Stricklin v. Chicago, M. & St. P. Ry. Co.

Decision Date29 March 1921
Docket Number4307.
Citation197 P. 839,59 Mont. 367
PartiesSTRICKLIN v. CHICAGO, M. & ST. P. RY. CO. ET AL.
CourtMontana Supreme Court

Appeal from District Court, Teton County; J. B. Leslie, Judge.

Action by Warren Stricklin, as administrator of the estate of Thomas Carter Stricklin, deceased, against the Chicago, Milwaukee & St. Paul Railway Company and another. From judgment of nonsuit, plaintiff appeals. Affirmed.

D. J Ryan and W. P. Costello, both of Great Falls, for appellant.

Cooper Stephenson & Hoover, of Great Falls, for respondents.

HOLLOWAY J.

This is an action for damages for death by wrongful act. It is alleged in the complaint, in effect, that on March 6, 1917 Thomas Carter Stricklin was upon a bridge or trestle which formed a part of the track of the defendant railway company's road; that an unobstructed view of his position could be had for more than half a mile; that he was not observant of the approach of defendant railway company's locomotive, and that defendants did see, or by the exericse of ordinary care could see, that he was in a position of peril and unobservant of the approach of the locomotive; that he was seen, or by the exercise of ordinary care could have been seen, by defendants, but nevertheless defendants negligently failed to give warning of the approach of the locomotive and negligently permitted it to strike the said Thomas Carter Stricklin, inflicting injuries from which he died.

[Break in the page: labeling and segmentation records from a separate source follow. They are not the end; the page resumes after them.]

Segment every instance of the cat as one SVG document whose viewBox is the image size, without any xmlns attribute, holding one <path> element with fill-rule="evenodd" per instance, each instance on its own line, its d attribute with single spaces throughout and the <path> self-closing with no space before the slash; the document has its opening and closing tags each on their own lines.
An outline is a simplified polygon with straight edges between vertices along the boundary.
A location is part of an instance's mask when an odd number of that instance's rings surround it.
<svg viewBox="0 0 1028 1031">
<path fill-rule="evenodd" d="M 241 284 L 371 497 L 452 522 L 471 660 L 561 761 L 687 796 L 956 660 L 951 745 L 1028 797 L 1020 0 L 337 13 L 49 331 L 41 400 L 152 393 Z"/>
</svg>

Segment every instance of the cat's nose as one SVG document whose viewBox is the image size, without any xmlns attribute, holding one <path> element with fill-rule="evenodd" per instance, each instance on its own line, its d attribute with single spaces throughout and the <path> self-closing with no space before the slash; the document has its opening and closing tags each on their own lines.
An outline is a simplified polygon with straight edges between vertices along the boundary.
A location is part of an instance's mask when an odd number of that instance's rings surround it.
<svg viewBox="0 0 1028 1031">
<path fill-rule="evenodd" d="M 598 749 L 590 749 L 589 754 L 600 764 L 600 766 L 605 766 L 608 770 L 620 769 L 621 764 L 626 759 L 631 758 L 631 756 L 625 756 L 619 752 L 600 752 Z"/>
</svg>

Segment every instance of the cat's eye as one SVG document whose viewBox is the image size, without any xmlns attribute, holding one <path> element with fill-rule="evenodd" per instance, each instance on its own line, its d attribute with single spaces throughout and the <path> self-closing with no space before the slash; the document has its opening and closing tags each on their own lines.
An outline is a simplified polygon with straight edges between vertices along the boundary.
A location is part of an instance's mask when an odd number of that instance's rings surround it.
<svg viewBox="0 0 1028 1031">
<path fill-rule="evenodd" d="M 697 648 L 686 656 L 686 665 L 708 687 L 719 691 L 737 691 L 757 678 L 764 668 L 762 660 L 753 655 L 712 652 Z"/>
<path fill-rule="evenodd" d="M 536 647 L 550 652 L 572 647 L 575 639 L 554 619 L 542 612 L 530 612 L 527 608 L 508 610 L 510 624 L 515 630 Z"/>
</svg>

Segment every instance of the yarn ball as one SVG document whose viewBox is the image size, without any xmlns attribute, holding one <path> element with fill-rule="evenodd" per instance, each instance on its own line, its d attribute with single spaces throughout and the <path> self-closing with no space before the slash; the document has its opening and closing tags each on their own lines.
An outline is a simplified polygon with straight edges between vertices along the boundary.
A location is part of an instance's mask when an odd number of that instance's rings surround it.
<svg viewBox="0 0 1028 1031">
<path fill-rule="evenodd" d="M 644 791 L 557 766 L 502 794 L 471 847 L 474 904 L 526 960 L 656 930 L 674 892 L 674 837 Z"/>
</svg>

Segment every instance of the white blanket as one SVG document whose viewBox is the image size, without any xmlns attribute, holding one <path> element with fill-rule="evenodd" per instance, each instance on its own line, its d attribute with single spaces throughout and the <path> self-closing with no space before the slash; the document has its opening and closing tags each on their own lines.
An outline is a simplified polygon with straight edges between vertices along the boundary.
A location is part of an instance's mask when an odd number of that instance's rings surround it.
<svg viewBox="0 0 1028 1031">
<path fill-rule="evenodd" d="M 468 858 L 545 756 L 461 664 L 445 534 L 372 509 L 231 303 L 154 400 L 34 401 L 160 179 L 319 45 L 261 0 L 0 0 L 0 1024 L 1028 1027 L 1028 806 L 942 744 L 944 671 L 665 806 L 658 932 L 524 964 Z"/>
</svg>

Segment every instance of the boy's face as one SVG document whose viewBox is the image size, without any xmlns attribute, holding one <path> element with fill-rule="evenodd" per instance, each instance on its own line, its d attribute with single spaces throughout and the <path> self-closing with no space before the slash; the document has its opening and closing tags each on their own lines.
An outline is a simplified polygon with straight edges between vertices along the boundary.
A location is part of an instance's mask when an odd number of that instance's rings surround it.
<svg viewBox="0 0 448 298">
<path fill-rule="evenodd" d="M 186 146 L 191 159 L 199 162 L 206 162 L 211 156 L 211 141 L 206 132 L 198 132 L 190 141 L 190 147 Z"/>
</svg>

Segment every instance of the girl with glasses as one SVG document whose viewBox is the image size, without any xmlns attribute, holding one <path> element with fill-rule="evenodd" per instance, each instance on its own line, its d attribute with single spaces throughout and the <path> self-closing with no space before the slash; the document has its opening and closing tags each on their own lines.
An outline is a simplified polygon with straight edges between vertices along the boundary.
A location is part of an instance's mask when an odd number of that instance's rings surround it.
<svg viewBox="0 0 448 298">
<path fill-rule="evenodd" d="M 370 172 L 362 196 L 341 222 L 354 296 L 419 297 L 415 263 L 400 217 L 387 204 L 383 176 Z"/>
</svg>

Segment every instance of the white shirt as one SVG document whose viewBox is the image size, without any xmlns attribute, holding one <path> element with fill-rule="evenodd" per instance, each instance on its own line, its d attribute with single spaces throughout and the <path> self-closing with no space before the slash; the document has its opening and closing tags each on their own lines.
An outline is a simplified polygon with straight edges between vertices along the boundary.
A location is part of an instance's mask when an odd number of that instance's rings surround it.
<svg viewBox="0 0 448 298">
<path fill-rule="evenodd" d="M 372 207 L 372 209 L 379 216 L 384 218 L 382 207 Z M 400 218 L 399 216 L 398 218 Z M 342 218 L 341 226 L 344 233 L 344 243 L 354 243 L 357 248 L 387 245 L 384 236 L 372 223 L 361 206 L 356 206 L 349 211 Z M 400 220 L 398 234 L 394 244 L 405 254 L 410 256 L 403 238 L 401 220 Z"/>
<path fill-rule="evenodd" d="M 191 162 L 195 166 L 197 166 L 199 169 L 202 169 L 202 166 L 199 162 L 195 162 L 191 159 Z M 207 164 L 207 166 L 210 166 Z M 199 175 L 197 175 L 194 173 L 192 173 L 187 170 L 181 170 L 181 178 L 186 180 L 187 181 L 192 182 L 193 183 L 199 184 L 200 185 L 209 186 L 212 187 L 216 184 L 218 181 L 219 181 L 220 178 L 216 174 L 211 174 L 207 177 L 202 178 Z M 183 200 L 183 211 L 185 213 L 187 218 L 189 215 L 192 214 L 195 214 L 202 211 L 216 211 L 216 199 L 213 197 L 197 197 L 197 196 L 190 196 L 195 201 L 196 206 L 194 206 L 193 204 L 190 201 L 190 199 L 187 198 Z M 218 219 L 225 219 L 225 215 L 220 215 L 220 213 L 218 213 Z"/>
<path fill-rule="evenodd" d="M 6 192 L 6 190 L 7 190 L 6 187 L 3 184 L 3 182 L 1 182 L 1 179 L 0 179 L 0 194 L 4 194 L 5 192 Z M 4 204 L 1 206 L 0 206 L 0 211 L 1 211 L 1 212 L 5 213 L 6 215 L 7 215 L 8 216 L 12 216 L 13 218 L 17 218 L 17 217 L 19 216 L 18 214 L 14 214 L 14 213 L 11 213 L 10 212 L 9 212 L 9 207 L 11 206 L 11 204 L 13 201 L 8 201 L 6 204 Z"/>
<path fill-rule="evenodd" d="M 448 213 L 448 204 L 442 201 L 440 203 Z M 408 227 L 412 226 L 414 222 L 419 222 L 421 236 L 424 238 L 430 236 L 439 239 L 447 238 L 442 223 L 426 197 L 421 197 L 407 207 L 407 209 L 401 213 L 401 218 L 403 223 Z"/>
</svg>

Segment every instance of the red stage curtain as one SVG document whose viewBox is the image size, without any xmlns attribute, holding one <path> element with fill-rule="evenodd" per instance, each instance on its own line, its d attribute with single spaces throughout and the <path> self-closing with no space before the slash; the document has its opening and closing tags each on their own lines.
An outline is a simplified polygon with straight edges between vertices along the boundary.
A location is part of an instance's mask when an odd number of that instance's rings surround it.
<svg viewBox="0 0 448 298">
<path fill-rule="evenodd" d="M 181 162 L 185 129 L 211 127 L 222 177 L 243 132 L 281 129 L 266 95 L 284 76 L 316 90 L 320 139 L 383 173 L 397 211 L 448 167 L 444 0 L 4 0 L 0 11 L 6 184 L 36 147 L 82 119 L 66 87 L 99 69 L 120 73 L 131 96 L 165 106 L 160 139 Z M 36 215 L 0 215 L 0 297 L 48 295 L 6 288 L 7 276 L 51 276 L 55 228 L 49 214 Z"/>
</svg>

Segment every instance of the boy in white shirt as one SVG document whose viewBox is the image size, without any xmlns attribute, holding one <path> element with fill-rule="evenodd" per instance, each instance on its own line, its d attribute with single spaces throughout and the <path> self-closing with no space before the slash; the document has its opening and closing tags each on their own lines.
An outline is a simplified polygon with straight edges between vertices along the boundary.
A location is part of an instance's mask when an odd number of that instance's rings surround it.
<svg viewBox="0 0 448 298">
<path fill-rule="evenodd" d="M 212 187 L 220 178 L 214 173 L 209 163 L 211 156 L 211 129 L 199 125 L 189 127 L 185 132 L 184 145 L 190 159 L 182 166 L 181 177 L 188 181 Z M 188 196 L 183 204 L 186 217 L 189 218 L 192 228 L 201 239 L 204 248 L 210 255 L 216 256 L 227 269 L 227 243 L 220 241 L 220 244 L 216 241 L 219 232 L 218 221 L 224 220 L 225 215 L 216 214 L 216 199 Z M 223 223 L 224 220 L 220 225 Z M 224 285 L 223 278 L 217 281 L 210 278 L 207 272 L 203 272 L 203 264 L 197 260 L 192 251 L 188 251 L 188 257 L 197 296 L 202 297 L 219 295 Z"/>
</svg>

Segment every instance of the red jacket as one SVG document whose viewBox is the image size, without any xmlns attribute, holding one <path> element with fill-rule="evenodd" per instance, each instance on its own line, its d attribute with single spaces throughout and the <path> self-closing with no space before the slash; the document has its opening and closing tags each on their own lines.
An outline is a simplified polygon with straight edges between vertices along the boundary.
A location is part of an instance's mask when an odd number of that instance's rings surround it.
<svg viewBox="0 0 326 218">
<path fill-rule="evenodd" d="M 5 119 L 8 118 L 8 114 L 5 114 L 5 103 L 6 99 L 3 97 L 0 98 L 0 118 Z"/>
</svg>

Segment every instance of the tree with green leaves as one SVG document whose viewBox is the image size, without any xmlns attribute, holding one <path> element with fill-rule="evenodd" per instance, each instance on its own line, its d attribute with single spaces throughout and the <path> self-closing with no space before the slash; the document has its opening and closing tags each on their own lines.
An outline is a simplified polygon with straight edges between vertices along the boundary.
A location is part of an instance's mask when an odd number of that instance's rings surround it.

At the trial counsel for defendants objected to the introduction of any evidence upon the ground that the complaint does not state a cause of action. The objection was sustained, but in its order the trial court pointed out the defect, namely that the allegations charging negligence are in the alternative and do not disclose actual discovery. The opportunity was extended to counsel for plaintiff to amend the complaint in the particular mentioned, but it was declined, and the court thereupon granted a nonsuit and rendered judgment dismissing the complaint. From that judgment this appeal is prosecuted.

Counsel for appellant, in his brief, concedes that the deceased, at the time of his injury, was a trespasser upon the track of the railway company, and that recovery can be had, if at all, only under the doctrine of the last clear chance. It is established by the repeated decisions of this court that in order to make out a case within that doctrine, the following facts must appear from the pleadings and proof:

"(1) The exposed condition brought about by the negligence of plaintiff or the person injured; (2) the actual discovery by the defendant of the perilous situation of the person or property, in time to avert injury; and (3) the failure of defendant thereafter to use ordinary care to avert the injury. All of these elements must concur, else the rule has no application." Dahmer v. Northern P. Ry. Co., 48 Mont. 152, 136 P. 1059; Anderson v. Missoula Street Ry. Co., 54 Mont. 83, 167 P. 841; McIntyre v. Northern P. Ry. Co., 56 Mont. 43, 180 P. 971.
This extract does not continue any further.